空か海か

よくする小学生レベルの妄想で、「鳥か魚どっちかの能力が貰えるならどっちがいいか」と言うのがある。



昔は絶対に鳥派だった。水中で息が出来るのも魅力的ではあるが、飛べる、というカードの強さはやっぱり捨てがたいし、色々と便利そうだし、何よりビジュアルがかっこいい。鳥の羽根が生えてしまうと日常生活に支障をきたす場面もあるだろうが、その点は魚のほうが影響は深刻じゃないか。何しろ、人魚みたいに下半身魚になるか、半魚人のように全身鱗に覆われてしまうか、どちらかになってしまう可能性が高い。日常生活に支障レベルの話ではなくなる。となれば鳥だ。鳥一択だ。




しかし、ある時気がついた。






「エラさえあればいいんじゃないか」






そうだ、エラだけだったら、首のところに軽く切れ込みを入れるだけでOKな気がする。

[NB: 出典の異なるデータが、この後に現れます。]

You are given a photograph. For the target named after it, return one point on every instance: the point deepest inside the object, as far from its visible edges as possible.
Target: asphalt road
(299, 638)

内臓の配置も変わってくる可能性はあるが、この際そこはもう気にしないでおこう。問題は見た目だ。多少気持ち悪いかもしれないが、常にタートルネックを着てれば解決だし、閉じていればまずバレないだろう。そうなると、羽根の邪魔さが圧倒的に際立ってくる。




 そもそも、羽根はそこまで便利だろうか。そりゃ飛べれば楽しいだろうし、移動にも役立つかもしれない。でもいざ本当に飛ぶとなった時には、かなりの思い切りが必要だ。

何しろ目立ってしょうがない。街中で飛んだりした日には、飛行中の姿を写真や動画にとられ、ネットに拡散される事は避けられないだろう。かといってあまり高度を上げれば苦しいだろうし、飛行機などから目撃されないとも限らない。

あとよく分からないけど、何かしらの法に触れそうな気がする。それこそ、飛行機の航路を塞いだとか。調子に乗ってどこか国境付近など飛ぼうものなら、最悪撃ち落とされる。




 移動だって、考えてみれば電車の方が楽かもしれない。飛ぶのは自力だ。結局歩いてるのと変わらない。疲れるし、人間サイズの生き物を浮かす羽根って相当の大きさと筋力が必要だろう。高いところから落下するなどの緊急時以外には役に立たないし、それだって慣れてなければ咄嗟に飛べるか分からない。考えれば考えるほど、羽根は要らない気がしてきた。



その点、エラはいい。目立たないし、プールやお風呂など、日常レベルでひっそりと楽しむ事が出来る。湯船に潜って水中からの視点を延々と眺めるのは、地味に楽しそうだ。よく映画などで、敵に捕まった時に水中に頭を押し付けられる拷問があるが、エラさえあれば怖くない。



 何よりも、酸素ボンベなしでダイビングが可能だ。これは嬉しい。飛ぶよりよっぽど現実的だ。万が一沖に流されてしまっても、余裕を持って岸を目指せる。サメなどが少し怖いが、場所選びさえ慎重に行えば、まあ大丈夫だと思う。



そうやって、水中で息が出来る事に油断して長時間海の中にいた結果、低体温症で死ぬのだろう。